Projection theorems with countably many exceptions and applications to the exact overlaps conjecture
Meng Wu
TL;DR
The paper advances projection theory for fractal measures by establishing that, under a $\beta$-transversality regime, the set of parameters or directions yielding a dimension drop is at most countable. It leverages CP-distributions, Hochman’s entropy inverse theorem, and additive combinatorics to prove dimension stability for projections of self-similar measures and for CP-distributions, with broad applications to packing and Assouad dimensions. Key contributions include a precise countability result for exceptional projections, a sharp projection theorem for measures with uniform entropy dimension, and a corresponding sharp result for Assouad-dimension projections, along with a detailed organizational framework and proofs.
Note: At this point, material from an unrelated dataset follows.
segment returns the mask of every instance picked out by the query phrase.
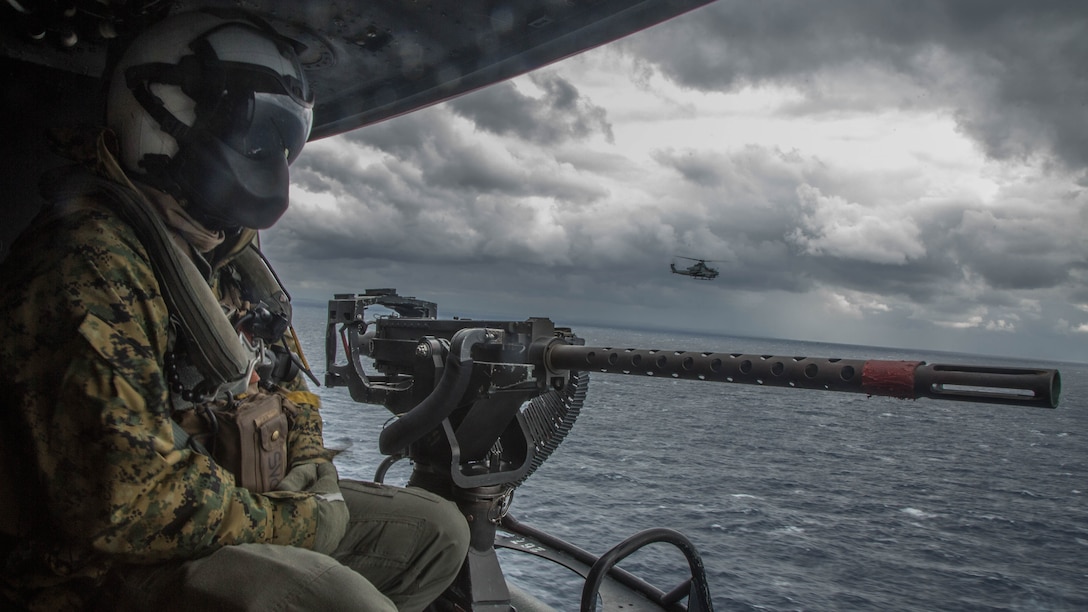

The results have implications for the exact overlaps conjecture and provide robust tools for analyzing projections in fractal geometry and dynamical systems, with potential reach to a wide class of self-similar and regular measures.
Abstract
We establish several optimal estimates for exceptional parameters in the projection of fractal measures: (1) For a parametric family of self-similar measures satisfying a transversality condition, the set of parameters leading to a dimension drop is at most countable. (2) For any ergodic CP-distribution $Q$ on $\mathbb{R}^2$, the Hausdorff dimension of its orthogonal projection is $\min\{1, \dim Q\}$ in all but at most countably many directions. Applications of our projection results include: (i) For any planar Borel probability measure with uniform entropy dimension $α$, the packing dimension of its orthogonal projection is at least $\min\{1, α\}$ in all but at most countably many directions. (ii) For any planar set $F$, the Assouad dimension of its orthogonal projection is at least $ \min\{1, \dim_{\rm A} F\} $ in all but at most countably many directions.